Newhouse, who chairs the Congressional Western Caucus, and other lawmakers also called on the National Park Service to extend a 45-day comment period on the restoration plan that expires in mid-November.
“Central Washingtonians have consistently voiced their concerns and opposition over the introduction of grizzly bears into the North Cascades ecosystem, yet unelected bureaucrats from the National Park Service and the Fish and Wildlife Service continue to try to force these predators upon our communities,” Newhouse said.
“These agencies should listen to the people who would be most impacted by these actions and immediately withdraw their proposed rule and draft (environmental) statement so members of the region can rest safely knowing that an 800-pound apex predator is not going to enter into their backyard,” the congressman said.
The NPS and FWS will hold an online informational meeting at 7 p.m. tonight (Oct. 17) to discuss the proposal, then has set in-person public meetings for Oct. 30 in Omak, Wash., Nov. 1 in Newhalem, Wash., Nov. 2 in Darrington, Wash., and Nov. 3 in Wintrop, Wash.
The two entities are floating a draft environmental impact statement released in September that outlines several paths for restoring the grizzly population. These proposals include a “no action” alternative that would continue existing management practices, and two other alternatives, including one to designate grizzlies as an “experimental” population, according to the park service.
That designation would give communities and land managers additional options for managing bears, including deterrence, relocation or removal of animals involved in conflict, the park service explained.
“We are looking for the public’s help in selecting the best path forward as we evaluate grizzly bear recovery on these federal lands,” said Don Striker, superintendent of North Cascades National Park.

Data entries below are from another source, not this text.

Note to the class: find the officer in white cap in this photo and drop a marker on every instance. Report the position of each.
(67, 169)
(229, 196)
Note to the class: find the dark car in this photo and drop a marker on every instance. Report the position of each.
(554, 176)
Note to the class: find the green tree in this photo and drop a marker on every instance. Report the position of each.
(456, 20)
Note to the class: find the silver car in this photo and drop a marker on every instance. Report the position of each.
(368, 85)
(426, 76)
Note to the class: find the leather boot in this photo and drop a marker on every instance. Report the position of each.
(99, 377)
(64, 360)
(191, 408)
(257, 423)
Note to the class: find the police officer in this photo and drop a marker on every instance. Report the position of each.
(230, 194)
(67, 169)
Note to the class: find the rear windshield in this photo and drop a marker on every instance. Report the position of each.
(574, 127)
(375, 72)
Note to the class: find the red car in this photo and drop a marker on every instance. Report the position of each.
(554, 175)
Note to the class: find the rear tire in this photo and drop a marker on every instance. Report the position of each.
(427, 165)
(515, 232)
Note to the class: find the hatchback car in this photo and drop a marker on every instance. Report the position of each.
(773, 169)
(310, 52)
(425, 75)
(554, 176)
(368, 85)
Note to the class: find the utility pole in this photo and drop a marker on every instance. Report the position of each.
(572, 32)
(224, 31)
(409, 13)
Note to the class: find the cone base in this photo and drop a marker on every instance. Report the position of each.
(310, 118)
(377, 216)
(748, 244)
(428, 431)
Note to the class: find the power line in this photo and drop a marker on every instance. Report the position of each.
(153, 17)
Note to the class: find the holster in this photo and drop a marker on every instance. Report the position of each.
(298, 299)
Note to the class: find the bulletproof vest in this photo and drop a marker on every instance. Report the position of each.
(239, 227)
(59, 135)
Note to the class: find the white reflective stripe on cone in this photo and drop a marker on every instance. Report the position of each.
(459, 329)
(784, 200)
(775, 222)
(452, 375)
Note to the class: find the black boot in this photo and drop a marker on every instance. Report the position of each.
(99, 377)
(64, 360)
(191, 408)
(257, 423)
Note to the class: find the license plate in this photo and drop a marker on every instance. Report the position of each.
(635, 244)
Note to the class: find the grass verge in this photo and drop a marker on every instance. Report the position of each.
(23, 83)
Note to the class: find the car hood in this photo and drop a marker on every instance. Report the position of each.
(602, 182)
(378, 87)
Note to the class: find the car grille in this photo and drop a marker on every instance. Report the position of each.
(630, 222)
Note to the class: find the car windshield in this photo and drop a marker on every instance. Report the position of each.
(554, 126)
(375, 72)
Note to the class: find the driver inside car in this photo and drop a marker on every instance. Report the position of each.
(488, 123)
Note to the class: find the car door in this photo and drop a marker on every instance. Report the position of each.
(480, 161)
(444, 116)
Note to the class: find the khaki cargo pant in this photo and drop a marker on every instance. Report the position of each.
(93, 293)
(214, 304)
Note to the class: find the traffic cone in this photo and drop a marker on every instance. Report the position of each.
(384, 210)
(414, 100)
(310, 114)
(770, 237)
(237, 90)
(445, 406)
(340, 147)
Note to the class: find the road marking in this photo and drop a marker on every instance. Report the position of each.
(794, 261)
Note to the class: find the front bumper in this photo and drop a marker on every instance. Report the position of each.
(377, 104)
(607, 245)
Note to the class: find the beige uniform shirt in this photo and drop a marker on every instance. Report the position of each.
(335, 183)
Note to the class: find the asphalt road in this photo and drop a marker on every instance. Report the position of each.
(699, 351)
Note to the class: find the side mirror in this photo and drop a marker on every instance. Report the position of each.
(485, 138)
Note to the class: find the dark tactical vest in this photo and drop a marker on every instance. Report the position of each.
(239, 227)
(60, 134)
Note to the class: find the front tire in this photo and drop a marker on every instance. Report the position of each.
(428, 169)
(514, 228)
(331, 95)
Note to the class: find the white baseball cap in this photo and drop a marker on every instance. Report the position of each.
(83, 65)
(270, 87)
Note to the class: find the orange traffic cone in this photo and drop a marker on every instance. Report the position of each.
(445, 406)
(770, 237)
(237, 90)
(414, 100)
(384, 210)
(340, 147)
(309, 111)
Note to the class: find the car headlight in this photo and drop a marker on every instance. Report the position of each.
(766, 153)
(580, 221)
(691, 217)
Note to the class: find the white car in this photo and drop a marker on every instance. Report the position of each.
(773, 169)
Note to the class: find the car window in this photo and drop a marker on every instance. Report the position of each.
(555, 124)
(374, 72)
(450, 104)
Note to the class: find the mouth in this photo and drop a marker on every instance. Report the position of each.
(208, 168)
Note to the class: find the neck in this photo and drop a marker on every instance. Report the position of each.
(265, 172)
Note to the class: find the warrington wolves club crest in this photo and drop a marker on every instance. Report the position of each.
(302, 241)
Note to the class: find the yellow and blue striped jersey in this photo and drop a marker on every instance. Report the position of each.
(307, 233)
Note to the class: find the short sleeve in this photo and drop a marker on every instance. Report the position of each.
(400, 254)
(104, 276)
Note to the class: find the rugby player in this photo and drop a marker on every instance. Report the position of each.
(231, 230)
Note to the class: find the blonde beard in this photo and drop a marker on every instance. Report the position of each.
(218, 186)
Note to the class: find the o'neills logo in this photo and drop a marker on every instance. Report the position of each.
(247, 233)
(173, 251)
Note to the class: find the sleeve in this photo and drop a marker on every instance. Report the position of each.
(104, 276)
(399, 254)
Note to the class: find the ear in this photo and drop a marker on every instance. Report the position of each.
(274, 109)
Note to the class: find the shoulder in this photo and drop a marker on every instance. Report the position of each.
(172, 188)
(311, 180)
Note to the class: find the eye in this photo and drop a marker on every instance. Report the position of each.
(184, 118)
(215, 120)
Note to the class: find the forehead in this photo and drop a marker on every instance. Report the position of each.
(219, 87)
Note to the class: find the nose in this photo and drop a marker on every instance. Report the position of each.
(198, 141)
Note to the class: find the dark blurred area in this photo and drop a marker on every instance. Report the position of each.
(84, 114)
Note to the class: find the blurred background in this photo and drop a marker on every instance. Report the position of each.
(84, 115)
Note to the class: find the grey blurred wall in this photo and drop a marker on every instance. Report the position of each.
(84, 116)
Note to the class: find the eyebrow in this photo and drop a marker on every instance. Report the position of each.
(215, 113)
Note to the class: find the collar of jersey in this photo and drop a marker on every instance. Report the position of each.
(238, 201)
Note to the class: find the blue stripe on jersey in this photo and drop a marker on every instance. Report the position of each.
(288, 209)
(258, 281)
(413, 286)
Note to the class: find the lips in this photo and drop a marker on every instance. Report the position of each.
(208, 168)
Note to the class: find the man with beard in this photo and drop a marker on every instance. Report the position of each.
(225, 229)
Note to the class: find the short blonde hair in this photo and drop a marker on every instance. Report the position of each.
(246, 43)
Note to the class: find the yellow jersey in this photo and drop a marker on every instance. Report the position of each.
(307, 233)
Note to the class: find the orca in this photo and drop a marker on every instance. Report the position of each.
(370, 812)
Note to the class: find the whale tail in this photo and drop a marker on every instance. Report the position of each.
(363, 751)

The federal agencies contend that grizzly bears occupied the North Cascades for thousands of years as an essential part of the ecosystem, distributing native plant seeds and keeping other wildlife populations in balance. They say humans nearly hunted the grizzlies to extinction in the 20th century, noting the last confirmed sighting of a grizzly in the area was in 1996.
The North Cascades Grizzly Bear Restoration Plan was first proposed by then-President Barack Obama’s administration. Newhouse voiced opposition to it in 2017, citing an inadequate level of local community input and encouraging federal agencies to defer to state and local authorities on grizzly bear management efforts.
The Department of the Interior under then-President Donald Trump nixed the plan in 2020, but President Joe Biden’s administration revived it last year, with an initial EIS generating more than 6,200 comments.